Jon and Erik: Circumnavigation of Ellesmere Island
Jan 19, 2012
Sponsored by AT and weilding AT2 Superlights Jon Turk and Erik Boomer completed the first modern day circumnavigation of the desolate Ellesmere Island in Wilderness Systems Tsunami 135 kayaks.
To stave off a breaching 3,000-pound walrus from the cockpit of a small sea kayak, Erik Boomer recommends using the paddle.
“Sort of like a Heisman stiff-arm, hit him in the face and try to feed him the paddle,” he said. “Then start paddling.”
The first 600 miles of the Ellesmere Island expedition had not been so sporting — lots of marching along on skis with skins, towing the boats.

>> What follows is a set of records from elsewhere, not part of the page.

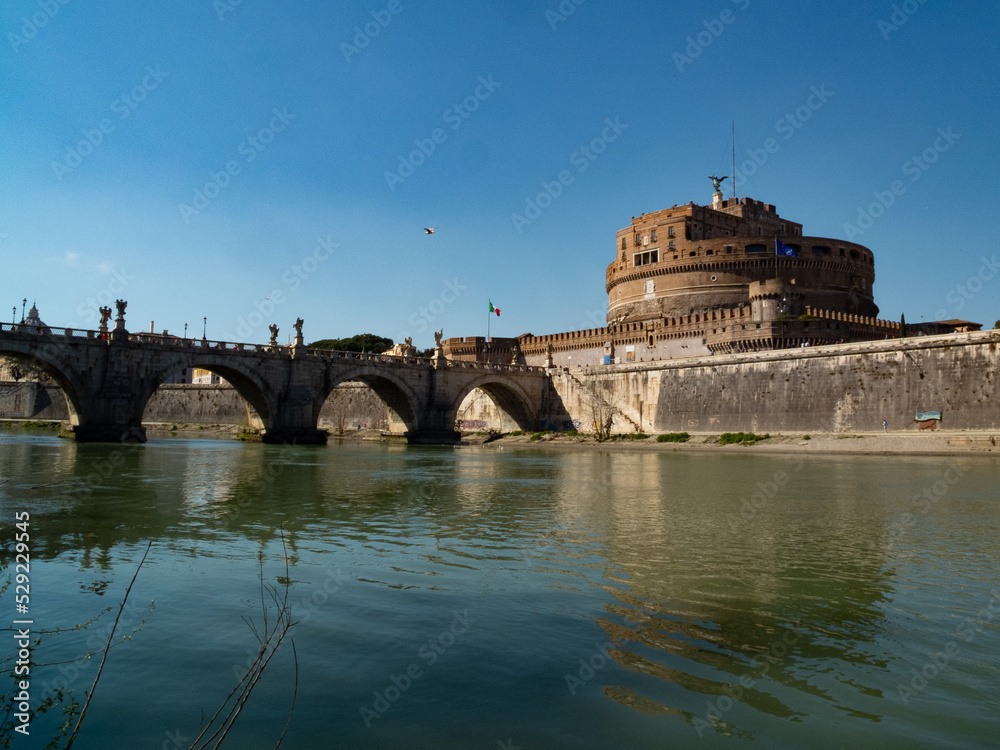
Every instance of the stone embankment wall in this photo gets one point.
(845, 387)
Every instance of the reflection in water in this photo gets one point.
(616, 598)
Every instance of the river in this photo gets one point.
(486, 598)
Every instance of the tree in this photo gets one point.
(602, 395)
(23, 368)
(362, 342)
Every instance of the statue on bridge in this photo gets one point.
(105, 317)
(120, 320)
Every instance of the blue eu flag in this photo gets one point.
(782, 249)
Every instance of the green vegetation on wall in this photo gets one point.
(363, 342)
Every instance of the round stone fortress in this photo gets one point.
(696, 260)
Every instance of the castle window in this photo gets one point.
(644, 259)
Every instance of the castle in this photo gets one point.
(691, 280)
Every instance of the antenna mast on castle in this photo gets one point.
(734, 159)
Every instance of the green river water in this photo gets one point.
(486, 598)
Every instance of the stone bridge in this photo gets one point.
(108, 378)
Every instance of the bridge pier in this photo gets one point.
(294, 436)
(434, 437)
(109, 433)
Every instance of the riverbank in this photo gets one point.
(855, 443)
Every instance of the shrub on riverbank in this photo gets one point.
(673, 437)
(741, 438)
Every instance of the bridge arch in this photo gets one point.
(251, 386)
(395, 393)
(53, 362)
(508, 395)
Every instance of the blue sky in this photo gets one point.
(253, 162)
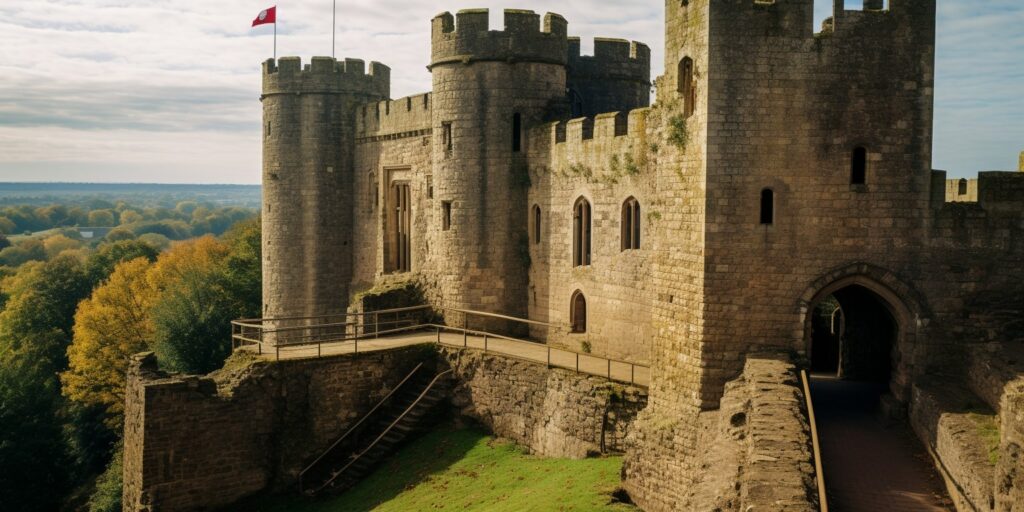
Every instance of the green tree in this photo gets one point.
(192, 323)
(110, 327)
(119, 235)
(107, 498)
(100, 263)
(243, 267)
(23, 252)
(7, 225)
(34, 465)
(101, 218)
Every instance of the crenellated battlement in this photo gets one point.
(393, 116)
(601, 127)
(288, 75)
(466, 38)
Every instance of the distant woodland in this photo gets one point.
(86, 284)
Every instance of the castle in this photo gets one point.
(782, 167)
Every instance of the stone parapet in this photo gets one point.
(326, 75)
(465, 38)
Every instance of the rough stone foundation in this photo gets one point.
(201, 442)
(553, 413)
(754, 453)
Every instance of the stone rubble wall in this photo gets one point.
(551, 412)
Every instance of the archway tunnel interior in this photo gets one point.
(853, 335)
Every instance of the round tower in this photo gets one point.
(308, 143)
(488, 87)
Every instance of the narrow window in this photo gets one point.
(445, 215)
(581, 232)
(767, 207)
(578, 312)
(446, 137)
(537, 224)
(858, 166)
(372, 190)
(631, 224)
(516, 132)
(685, 86)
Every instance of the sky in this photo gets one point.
(168, 90)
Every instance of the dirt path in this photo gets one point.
(868, 466)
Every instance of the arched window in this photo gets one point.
(578, 312)
(685, 86)
(537, 223)
(631, 224)
(516, 132)
(581, 232)
(858, 166)
(372, 192)
(767, 207)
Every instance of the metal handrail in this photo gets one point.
(497, 315)
(385, 432)
(353, 427)
(466, 332)
(822, 498)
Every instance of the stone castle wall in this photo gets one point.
(309, 134)
(203, 442)
(603, 161)
(551, 412)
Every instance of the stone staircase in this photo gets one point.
(403, 413)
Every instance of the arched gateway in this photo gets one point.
(862, 323)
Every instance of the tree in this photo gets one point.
(23, 252)
(192, 323)
(110, 327)
(7, 225)
(243, 267)
(42, 298)
(119, 233)
(100, 263)
(101, 218)
(33, 460)
(57, 244)
(130, 216)
(109, 485)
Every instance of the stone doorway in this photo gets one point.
(854, 335)
(398, 220)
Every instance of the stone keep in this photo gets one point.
(487, 87)
(308, 138)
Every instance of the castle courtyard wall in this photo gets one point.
(551, 412)
(603, 161)
(203, 442)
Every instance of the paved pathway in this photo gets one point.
(868, 466)
(537, 352)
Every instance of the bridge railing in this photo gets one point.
(818, 470)
(306, 333)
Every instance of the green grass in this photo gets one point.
(988, 430)
(465, 470)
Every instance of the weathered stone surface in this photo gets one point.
(201, 442)
(553, 413)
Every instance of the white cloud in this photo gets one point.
(167, 90)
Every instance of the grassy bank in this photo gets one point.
(464, 469)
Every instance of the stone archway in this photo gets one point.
(877, 297)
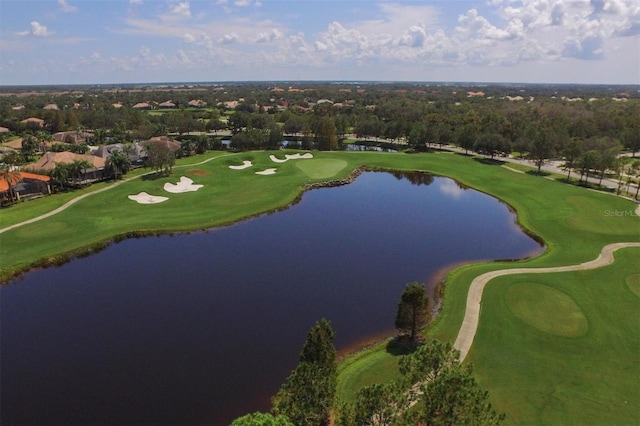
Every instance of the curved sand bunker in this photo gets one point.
(144, 198)
(267, 172)
(185, 185)
(244, 165)
(290, 157)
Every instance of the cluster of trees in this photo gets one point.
(587, 135)
(434, 388)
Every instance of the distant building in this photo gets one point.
(142, 105)
(167, 105)
(33, 121)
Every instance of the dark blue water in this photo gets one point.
(204, 327)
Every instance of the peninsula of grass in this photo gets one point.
(534, 375)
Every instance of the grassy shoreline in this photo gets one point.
(571, 221)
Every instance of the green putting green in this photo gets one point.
(321, 168)
(546, 309)
(633, 282)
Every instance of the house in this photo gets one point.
(167, 105)
(172, 144)
(49, 161)
(24, 185)
(142, 105)
(33, 121)
(197, 103)
(72, 137)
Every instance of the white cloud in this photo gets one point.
(36, 30)
(270, 36)
(66, 7)
(188, 38)
(181, 10)
(229, 38)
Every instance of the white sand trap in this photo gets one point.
(276, 159)
(298, 156)
(290, 157)
(144, 198)
(267, 172)
(185, 185)
(244, 165)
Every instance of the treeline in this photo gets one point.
(433, 387)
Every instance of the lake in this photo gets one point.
(201, 328)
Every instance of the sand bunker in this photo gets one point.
(144, 198)
(185, 185)
(267, 172)
(244, 165)
(290, 157)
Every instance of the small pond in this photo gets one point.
(201, 328)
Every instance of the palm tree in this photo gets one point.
(76, 168)
(11, 177)
(119, 162)
(60, 174)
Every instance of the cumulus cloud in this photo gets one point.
(270, 36)
(181, 10)
(36, 30)
(229, 38)
(188, 38)
(66, 7)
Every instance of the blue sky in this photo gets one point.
(137, 41)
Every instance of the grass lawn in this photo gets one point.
(536, 370)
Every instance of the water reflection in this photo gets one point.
(201, 328)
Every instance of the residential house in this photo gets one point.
(143, 105)
(167, 105)
(93, 173)
(33, 121)
(72, 137)
(197, 103)
(24, 185)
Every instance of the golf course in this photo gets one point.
(558, 347)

“Kind of a goofy sea kayak trip, because we haven't been sea kayaking
yet,” Jon Turk said via satellite phone 38 days into the journey. He
added, “At every moment, we expect the possibility that we're going to
run into big trouble.”
Opposite Greenland along the ice-choked Nares Strait, Ellesmere
(population 146) is the northernmost isle of the Canadian Arctic
Archipelago and the most mountainous island in the Arctic Circle. “It's
stacked with fatty mountains,” Boomer said. Ellesmere, the world's 10th
largest island, is also something of a jewel of Arctic exploration, its
rugged and icebound 1,500-mile perimeter rarely traveled before.